Now with the 2-midnight rule, things are different. The inpatient deductible of $1,260 is incurred with any inpatient admission, no matter the length (unless the patient had been admitted to a hospital in the last 60 days, in which case there is no deductible) with no cost-sharing until day 60. The outpatient deductible is $147, payable once a year, and a patient in observation would be responsible for 20% of approved costs and the full costs of self-administered medications given during a hospital stay. The Office of Inspector General reported that the average approved payment for a patient in observation was $1,741, leading to an out-of-pocket cost of $348. Therefore in almost all cases the beneficiary liability is less while in observation than as an inpatient if the 2-midnight rule is followed.

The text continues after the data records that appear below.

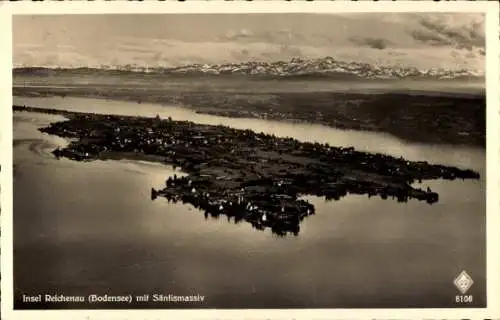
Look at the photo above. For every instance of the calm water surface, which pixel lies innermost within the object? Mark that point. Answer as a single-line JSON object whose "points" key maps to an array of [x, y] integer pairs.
{"points": [[92, 228]]}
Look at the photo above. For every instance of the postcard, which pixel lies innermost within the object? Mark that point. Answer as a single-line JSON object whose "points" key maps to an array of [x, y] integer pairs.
{"points": [[250, 160]]}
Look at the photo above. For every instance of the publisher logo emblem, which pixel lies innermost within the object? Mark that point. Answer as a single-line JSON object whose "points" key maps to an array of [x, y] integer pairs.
{"points": [[463, 282]]}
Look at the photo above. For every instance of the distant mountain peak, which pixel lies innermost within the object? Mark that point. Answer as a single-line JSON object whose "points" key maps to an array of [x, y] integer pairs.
{"points": [[327, 67]]}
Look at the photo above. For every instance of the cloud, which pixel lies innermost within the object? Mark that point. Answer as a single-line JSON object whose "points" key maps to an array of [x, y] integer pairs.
{"points": [[374, 43], [241, 34], [444, 32]]}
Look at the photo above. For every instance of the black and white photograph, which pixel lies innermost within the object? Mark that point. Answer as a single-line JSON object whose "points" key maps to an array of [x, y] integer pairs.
{"points": [[249, 160]]}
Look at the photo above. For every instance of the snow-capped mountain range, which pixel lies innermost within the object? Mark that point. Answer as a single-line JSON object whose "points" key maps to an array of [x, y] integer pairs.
{"points": [[327, 67]]}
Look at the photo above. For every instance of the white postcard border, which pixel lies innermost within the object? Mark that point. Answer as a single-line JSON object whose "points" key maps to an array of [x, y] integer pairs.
{"points": [[493, 151]]}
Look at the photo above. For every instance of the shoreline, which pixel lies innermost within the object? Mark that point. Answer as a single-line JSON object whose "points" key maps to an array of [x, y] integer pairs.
{"points": [[244, 175], [412, 117]]}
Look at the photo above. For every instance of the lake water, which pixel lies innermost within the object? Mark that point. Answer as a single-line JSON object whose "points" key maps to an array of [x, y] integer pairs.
{"points": [[92, 228]]}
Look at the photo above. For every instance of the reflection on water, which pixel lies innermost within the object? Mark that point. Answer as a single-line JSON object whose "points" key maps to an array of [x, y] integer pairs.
{"points": [[92, 227]]}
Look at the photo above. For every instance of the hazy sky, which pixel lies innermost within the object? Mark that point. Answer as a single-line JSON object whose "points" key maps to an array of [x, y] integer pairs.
{"points": [[423, 40]]}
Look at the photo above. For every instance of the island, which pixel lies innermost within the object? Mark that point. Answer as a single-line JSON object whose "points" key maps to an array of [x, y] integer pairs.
{"points": [[242, 174]]}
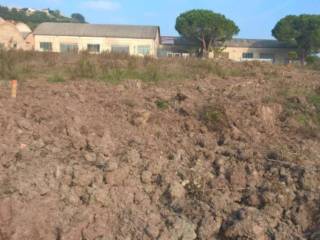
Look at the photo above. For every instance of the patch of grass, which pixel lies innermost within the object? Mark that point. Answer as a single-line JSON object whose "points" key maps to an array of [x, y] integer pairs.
{"points": [[84, 68], [314, 99], [56, 79], [162, 104]]}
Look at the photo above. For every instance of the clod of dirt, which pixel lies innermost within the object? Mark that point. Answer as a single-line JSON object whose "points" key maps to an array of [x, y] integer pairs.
{"points": [[249, 225], [140, 118], [177, 191]]}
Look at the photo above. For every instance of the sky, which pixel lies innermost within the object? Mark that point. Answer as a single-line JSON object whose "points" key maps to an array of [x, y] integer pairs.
{"points": [[255, 18]]}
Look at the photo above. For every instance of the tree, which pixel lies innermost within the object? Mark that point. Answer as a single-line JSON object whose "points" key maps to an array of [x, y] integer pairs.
{"points": [[301, 31], [78, 17], [206, 28]]}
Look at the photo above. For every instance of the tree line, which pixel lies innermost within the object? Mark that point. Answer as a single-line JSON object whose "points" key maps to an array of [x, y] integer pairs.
{"points": [[37, 17], [210, 30]]}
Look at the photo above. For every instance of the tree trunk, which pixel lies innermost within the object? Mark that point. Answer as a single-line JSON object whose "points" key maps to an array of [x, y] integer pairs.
{"points": [[204, 49], [303, 58]]}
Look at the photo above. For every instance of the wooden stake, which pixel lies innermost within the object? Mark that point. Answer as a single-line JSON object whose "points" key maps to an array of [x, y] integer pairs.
{"points": [[14, 85]]}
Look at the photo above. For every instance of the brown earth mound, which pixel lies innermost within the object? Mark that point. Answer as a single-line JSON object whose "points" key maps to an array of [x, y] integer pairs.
{"points": [[203, 159]]}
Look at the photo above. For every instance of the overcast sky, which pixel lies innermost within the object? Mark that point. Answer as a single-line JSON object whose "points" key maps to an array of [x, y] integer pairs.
{"points": [[255, 18]]}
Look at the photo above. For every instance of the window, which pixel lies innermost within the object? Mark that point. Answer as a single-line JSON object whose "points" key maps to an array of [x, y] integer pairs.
{"points": [[46, 46], [144, 50], [247, 55], [93, 48], [68, 47], [266, 56], [120, 49]]}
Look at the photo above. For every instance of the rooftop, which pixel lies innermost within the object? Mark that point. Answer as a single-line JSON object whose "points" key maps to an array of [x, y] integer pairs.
{"points": [[97, 30], [236, 42]]}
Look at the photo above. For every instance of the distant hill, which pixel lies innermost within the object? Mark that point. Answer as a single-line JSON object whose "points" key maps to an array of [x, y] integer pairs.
{"points": [[34, 17]]}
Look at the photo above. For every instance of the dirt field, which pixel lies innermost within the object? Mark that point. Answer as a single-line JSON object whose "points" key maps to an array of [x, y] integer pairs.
{"points": [[235, 158]]}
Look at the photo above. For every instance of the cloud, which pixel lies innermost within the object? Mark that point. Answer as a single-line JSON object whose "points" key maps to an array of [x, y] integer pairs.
{"points": [[104, 5]]}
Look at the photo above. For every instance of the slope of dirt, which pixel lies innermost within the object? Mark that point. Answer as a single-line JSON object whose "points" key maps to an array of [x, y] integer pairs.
{"points": [[205, 159]]}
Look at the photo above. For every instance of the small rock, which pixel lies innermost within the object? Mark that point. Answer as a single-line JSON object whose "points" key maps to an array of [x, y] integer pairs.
{"points": [[177, 191], [237, 177], [183, 230], [90, 157], [140, 118], [112, 165], [146, 177]]}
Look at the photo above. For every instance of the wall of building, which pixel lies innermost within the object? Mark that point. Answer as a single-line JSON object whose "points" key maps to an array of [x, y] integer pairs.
{"points": [[236, 53], [10, 37], [105, 43], [29, 42]]}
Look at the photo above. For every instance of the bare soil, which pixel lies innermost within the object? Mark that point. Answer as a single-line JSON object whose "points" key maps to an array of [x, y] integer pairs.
{"points": [[210, 158]]}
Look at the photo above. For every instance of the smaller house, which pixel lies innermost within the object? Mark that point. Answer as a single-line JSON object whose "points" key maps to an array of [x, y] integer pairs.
{"points": [[97, 38], [235, 49]]}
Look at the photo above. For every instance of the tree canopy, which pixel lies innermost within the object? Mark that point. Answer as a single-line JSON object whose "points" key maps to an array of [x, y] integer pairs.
{"points": [[206, 28], [303, 31], [78, 17]]}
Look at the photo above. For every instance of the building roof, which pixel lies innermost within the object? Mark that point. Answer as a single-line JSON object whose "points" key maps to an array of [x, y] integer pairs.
{"points": [[23, 28], [257, 43], [97, 30], [236, 42]]}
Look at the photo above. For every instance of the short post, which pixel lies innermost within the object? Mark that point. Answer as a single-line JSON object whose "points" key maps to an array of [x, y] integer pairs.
{"points": [[14, 85]]}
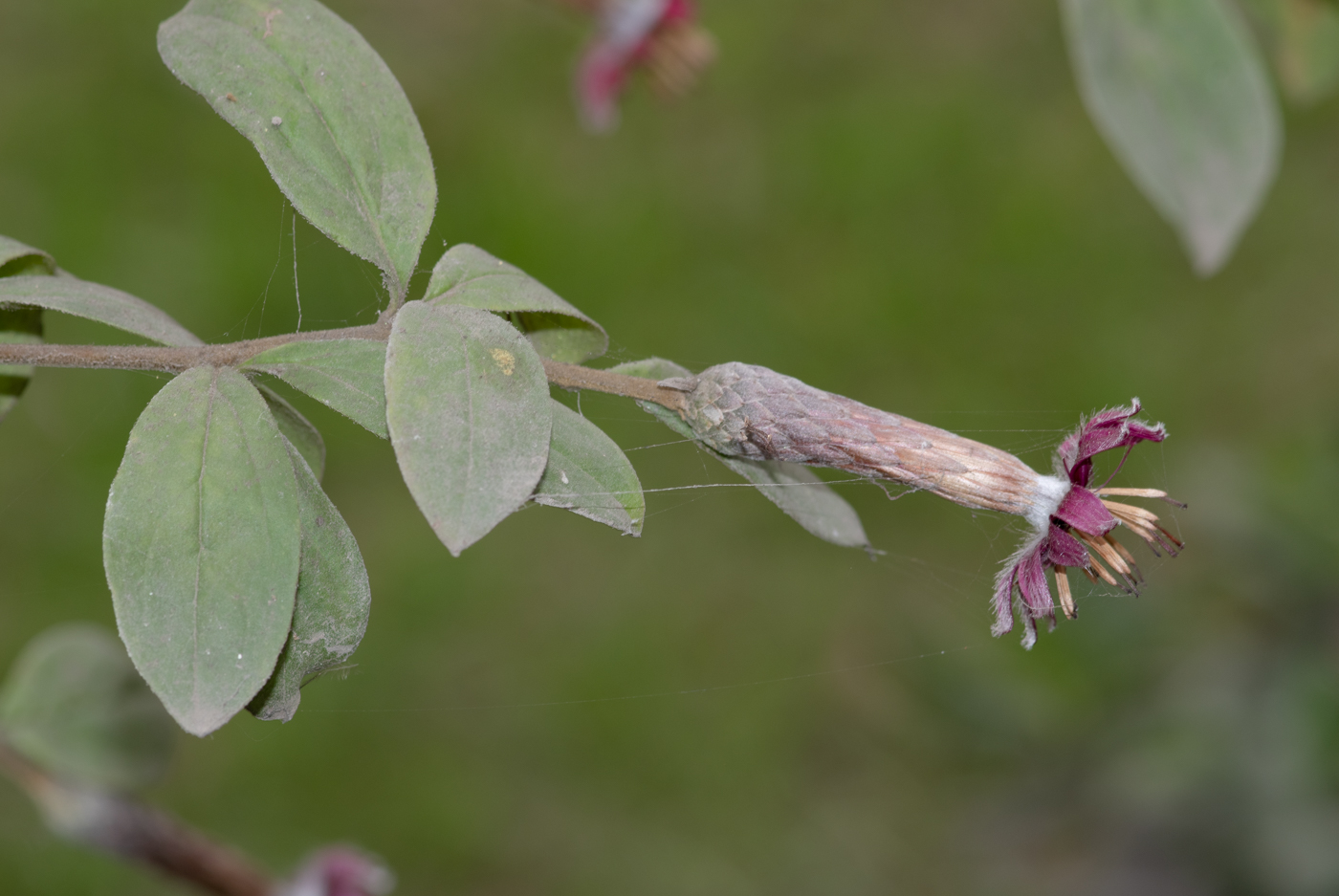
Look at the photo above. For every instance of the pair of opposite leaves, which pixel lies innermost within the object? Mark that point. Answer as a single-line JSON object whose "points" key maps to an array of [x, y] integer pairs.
{"points": [[240, 468]]}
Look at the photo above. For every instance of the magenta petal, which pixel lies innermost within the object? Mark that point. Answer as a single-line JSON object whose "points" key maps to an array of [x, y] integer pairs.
{"points": [[1085, 512], [1031, 582], [1003, 601], [599, 83], [1064, 549], [622, 43]]}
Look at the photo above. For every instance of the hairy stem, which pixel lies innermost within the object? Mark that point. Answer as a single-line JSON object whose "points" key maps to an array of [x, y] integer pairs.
{"points": [[136, 832], [170, 360]]}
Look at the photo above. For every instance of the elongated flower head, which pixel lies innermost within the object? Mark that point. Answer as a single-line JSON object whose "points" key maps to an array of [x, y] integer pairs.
{"points": [[1078, 532], [660, 35], [752, 411]]}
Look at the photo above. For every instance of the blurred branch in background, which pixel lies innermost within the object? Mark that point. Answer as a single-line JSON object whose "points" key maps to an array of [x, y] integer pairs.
{"points": [[79, 731]]}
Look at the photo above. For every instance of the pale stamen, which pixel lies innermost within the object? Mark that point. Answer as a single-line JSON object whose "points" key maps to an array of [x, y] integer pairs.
{"points": [[1062, 584], [1127, 556], [1111, 558]]}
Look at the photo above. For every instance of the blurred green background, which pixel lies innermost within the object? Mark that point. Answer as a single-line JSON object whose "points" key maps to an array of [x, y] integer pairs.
{"points": [[897, 201]]}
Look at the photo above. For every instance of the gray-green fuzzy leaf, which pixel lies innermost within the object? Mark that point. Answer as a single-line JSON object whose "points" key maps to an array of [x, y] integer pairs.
{"points": [[589, 474], [201, 545], [793, 488], [1182, 99], [471, 276], [347, 375], [325, 114], [96, 301], [469, 413], [334, 599], [297, 430], [17, 259], [76, 706]]}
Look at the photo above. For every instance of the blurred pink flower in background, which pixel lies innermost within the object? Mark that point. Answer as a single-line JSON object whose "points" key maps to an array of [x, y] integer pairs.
{"points": [[660, 36]]}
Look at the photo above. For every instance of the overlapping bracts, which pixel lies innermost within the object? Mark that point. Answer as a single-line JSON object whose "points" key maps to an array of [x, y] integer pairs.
{"points": [[1078, 534]]}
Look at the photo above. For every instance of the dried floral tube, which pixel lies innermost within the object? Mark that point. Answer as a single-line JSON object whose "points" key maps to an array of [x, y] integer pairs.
{"points": [[752, 411]]}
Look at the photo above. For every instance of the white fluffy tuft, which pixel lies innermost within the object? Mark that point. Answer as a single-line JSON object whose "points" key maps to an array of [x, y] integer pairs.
{"points": [[1046, 498]]}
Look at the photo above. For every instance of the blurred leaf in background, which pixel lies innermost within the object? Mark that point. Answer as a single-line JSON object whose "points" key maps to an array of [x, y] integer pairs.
{"points": [[900, 203], [74, 705]]}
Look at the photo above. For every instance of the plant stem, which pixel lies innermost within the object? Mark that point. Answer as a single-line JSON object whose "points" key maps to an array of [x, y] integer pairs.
{"points": [[171, 360], [136, 832]]}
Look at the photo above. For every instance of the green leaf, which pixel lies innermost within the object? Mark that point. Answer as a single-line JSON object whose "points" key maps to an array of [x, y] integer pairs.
{"points": [[469, 411], [805, 498], [325, 114], [74, 706], [334, 598], [96, 301], [471, 276], [19, 324], [201, 545], [793, 488], [589, 474], [1303, 40], [347, 375], [655, 368], [1182, 99], [17, 259], [297, 430]]}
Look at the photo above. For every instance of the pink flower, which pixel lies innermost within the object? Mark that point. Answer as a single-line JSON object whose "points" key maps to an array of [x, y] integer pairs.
{"points": [[658, 33], [1078, 531], [339, 871]]}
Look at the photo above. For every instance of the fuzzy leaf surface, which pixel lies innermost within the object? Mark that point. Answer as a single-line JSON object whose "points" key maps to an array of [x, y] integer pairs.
{"points": [[76, 706], [201, 545], [96, 301], [334, 599], [471, 276], [17, 259], [297, 430], [328, 118], [793, 488], [347, 375], [589, 474], [1184, 102], [469, 413]]}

Of course there are nuances; patients with supplemental plans may provide varying coverage of deductibles and copayments and patients who are unsafe to be discharged who do not require hospital care and therefore cannot be admitted as inpatient but whose stay will exceed two midnights, but these are the exceptions.

The problem therefore is not with the 2-midnight rule and if followed properly, financial liability is almost always lessened with the rule.

5. Intensity of Service and Severity of Illness

Many commenters referred to "inpatient level of care" as a factor in the determination of inpatient or observation, suggesting that inpatients and outpatients get a different level of care. Quoting one comment, "Short hospital stays should be reimbursed as inpatient stays under Part A, regardless of the length of stay, as long as the physician believes that admitting the patient best serves that patient's medical needs." This is not what is happening in a physician's mind; the doctor believes that placing the patient in the hospital is what best serves that patient's medical needs. The patient's status as inpatient or outpatient with observation has absolutely no bearing on the care they receive; it is purely a payment classification.

And CMS agrees, having stated in the past that there is only one hospital level of care with the difference between inpatient and outpatient being based on the expected time needed in the hospital. The differentiation between an inpatient and outpatient level of care within the hospital is an artificial differentiator; if patients are receiving different care based on their admission status, the hospital has a quality problem and not a payment problem. Many insurers have adopted this artificial means of paying hospitals and use commercial guidelines as their guide to payment. But CMS has made it clear that they do not endorse any separation of levels of care in the hospital beyond the 2-midnight rule.

The problem therefore is not with the 2-midnight rule differentiating inpatient and observation arbitrarily based on intensity of service; there is only one level – hospital care. Rescinding the 2-midnight rule will not stop audits. It will merely shift the decision to who needs care in the hospital and who can be cared for safely outside a hospital setting.

In summary, this is really an issue of money and not of physician judgment. Hospitals want to be paid fairly for the care they provide. CMS does not want to pay for hospital care that can be safely furnished in a non-hospital setting. Congress wants to preserve the Medicare Trust Fund and lower improper payments. Auditors, well, I'm not sure what auditors really want. If CMS decides to rescind the 2-midnight rule, the next rule is sure to have its own issues. It's easy for many to not like the 2-midnight rule but much harder to design a better system. We should find out what CMS thinks by July 3rd.